LE GARCON.
C’est ce qui me paroit. La voila, Mademoiselle. Ayez donc, je vous prie, le soin de la lui rendre quand il sera revenu.
MARTON.
Oh! je n’y manquerai pas.
LE GARCON.
Il y a encore une bagatelle qu’il doit dessus,[88] mais je tacherai de repasser tantot, et, s’il n’y etoit pas, vous auriez la bonte d’achever de payer.
MARTON.
Sans difficulte.[89] Allez. (A part.) Voici
Dorante. (Au garcon.)
Retirez-vous vite.
SCENE VIII.
MARTON, DORANTE.
MARTON, un moment seule et joyeuse.
Ce ne peut etre que mon portrait. Le charmant homme! Monsieur Remy a raison de dire qu’il y avoit quelque temps qu’il me connoissoit.
DORANTE.
Mademoiselle, n’avez-vous pas vu ici quelqu’un
qui vient d’arriver?
Arlequin croit que c’est moi qu’il demande.

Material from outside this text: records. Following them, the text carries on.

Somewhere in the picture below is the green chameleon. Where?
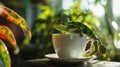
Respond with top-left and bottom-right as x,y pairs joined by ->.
54,22 -> 106,56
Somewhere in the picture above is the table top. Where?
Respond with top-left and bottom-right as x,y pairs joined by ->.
23,58 -> 120,67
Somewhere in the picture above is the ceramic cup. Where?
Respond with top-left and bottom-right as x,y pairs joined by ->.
52,34 -> 87,59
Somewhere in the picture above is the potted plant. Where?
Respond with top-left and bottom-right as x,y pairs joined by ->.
54,21 -> 106,59
0,5 -> 31,67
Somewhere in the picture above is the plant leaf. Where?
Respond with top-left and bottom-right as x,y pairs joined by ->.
0,25 -> 19,54
0,6 -> 31,38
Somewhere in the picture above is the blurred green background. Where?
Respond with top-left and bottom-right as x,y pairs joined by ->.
0,0 -> 120,66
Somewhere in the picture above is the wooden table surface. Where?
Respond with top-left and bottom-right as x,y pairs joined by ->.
23,58 -> 120,67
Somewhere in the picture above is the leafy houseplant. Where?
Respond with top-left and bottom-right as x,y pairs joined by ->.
0,5 -> 31,67
54,22 -> 106,59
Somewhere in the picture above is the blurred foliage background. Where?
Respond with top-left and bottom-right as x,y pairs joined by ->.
0,0 -> 120,66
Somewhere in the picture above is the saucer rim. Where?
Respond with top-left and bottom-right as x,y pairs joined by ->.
45,53 -> 92,62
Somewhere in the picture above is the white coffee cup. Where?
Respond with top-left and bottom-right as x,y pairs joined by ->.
52,34 -> 87,59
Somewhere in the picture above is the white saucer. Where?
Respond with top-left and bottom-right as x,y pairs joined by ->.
45,53 -> 93,62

MARTON, le regardant avec tendresse.
Que vous etes aimable, Dorante! Je serois bien injuste de ne vous pas aimer.[90] Allez, soyez en repos; l’ouvrier est venu, je lui ai parle, j’ai la boite, je la tiens.
DORANTE.
J’ignore...
MARTON.
Point de mystere; je la tiens, vous dis-je, et je ne m’en fache pas. Je vous la rendrai quand je l’aurai vue. Retirez-vous, voici Madame avec sa mere et le Comte; c’est peut-etre de cela qu’ils s’entretiennent. Laissez-moi les calmer la-dessus, et ne les attendez pas.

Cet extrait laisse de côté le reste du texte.